A silly season está quase aí. Na língua portuguesa, creio que o conceito nunca conseguiu tradução consensual. Mas nem por isso deixou de ter expressão no nosso quotidiano, no nosso entretenimento e no nosso jornalismo. É claro que a silly season não é bem o que era (já nada no mundo é). As alterações climáticas trouxeram um novo paradigma à vida humana, com as mudanças recorde a nível da temperatura e os novos fenómenos climáticos mais extremados que, em conjunto, deram origem a ecossistemas mais inflamáveis. O aumento da intensidade dos incêndios florestais trouxe-nos também a consciência de que o verão se tornou mais do que praia e romarias e de que, nas notícias, não aparecem já só festas, festivais e vedetas, mas também dor, sofrimento e perda. Os meses estivais são agora algo que já não pode mesmo ser encarado apenas de forma ligeira. No verão, a urgência de responsabilidade no entretenimento, na segurança, na saúde e no jornalismo veio mesmo para ficar. As questões ambientais espelham as mudanças físicas do nosso planeta e materializam a exigência de uma nova atitude perante as mesmas.

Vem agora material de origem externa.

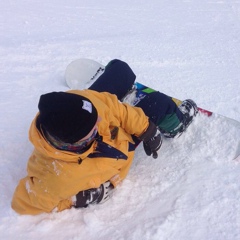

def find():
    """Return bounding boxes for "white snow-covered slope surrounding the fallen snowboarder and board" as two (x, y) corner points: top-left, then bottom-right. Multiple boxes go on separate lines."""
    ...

(0, 0), (240, 240)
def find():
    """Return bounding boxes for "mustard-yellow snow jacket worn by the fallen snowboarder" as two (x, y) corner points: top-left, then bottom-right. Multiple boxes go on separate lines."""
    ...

(12, 90), (149, 215)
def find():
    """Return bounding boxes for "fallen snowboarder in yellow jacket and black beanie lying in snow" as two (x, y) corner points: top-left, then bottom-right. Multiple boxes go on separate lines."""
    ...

(12, 60), (197, 215)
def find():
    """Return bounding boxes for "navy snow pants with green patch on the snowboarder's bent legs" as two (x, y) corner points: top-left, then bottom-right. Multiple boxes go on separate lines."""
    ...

(89, 59), (183, 137)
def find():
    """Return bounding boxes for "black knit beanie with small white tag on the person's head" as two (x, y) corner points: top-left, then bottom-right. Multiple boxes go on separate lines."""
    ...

(38, 92), (98, 143)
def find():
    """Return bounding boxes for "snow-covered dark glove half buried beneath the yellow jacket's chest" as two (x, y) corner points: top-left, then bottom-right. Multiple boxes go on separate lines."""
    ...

Dizer que o mundo está em permanente evolução é lugar-comum e já não é de agora. Não há ninguém, é certo, que nunca tenha tido a sensação do "já nada é o que era". Mas isso não é necessariamente negativo. Até porque, em democracia, quer a nostalgia por ideologias e coisas passadas quer o ultrapassar da mera constatação da mudança são opções de qualquer cidadão. Já a cidadãos com responsabilidades políticas não caberá entender a promoção da tolerância proativa como um requisito? Na atitude de negação inerente ao requerimento entregue recentemente ao Tribunal Constitucional por parte de deputados do PSD e do CDS, a propósito da identidade e da expressão de género no ensino público e privado, não se percebe ao certo de que é que se pede a fiscalização.

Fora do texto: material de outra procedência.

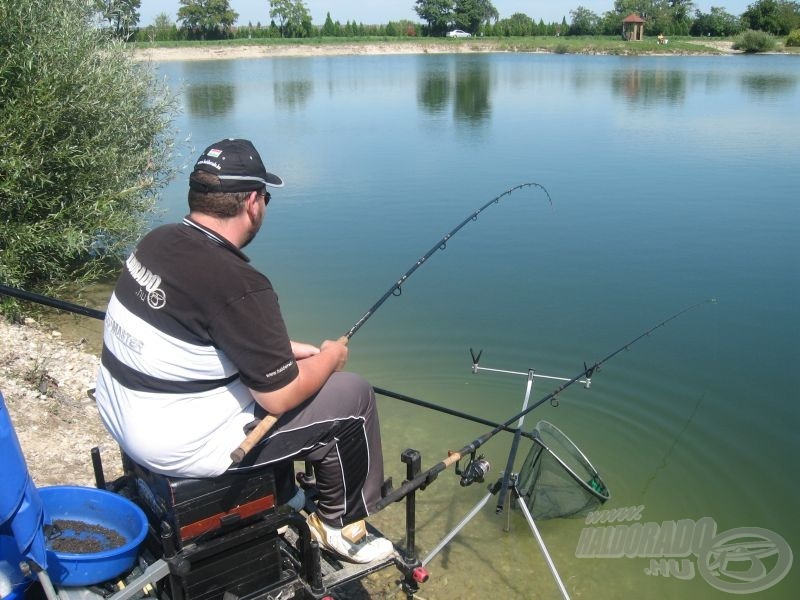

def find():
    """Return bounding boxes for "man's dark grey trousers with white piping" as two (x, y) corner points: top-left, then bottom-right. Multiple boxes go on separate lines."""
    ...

A história tem-nos demonstrado que aplicar ao género uma noção de "correto" tem resultado em nada mais do que discriminação. O objetivo do que se quer ver fiscalizado é ou não apenas a desconstrução do "correto" enquanto noção aplicada ao género? Garantir a todos o direito à autodeterminação da identidade e defender a particularidade dentro da diversidade precisa assim tanto de fiscalização pelo TC?

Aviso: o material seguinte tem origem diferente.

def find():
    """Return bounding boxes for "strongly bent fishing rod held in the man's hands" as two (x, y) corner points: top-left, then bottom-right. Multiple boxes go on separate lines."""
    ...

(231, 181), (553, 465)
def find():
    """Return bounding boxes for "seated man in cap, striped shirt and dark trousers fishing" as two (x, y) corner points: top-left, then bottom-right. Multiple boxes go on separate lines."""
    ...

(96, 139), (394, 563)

Trump (negacionista das alterações climáticas) e Bolsonaro também apelam à normatização da rejeição da diferença, como quem quer trancá-la novamente num armário e disfarçar a sua indiferença ao que é diverso. Combater a ideologia da intolerância é evitar que ela se torne mainstream. É, sobretudo, reconhecer que a sociedade nunca avançou pela promoção de um tabu e que, entre todos os advérbios do "correto", só o "democraticamente" se aplica ao género.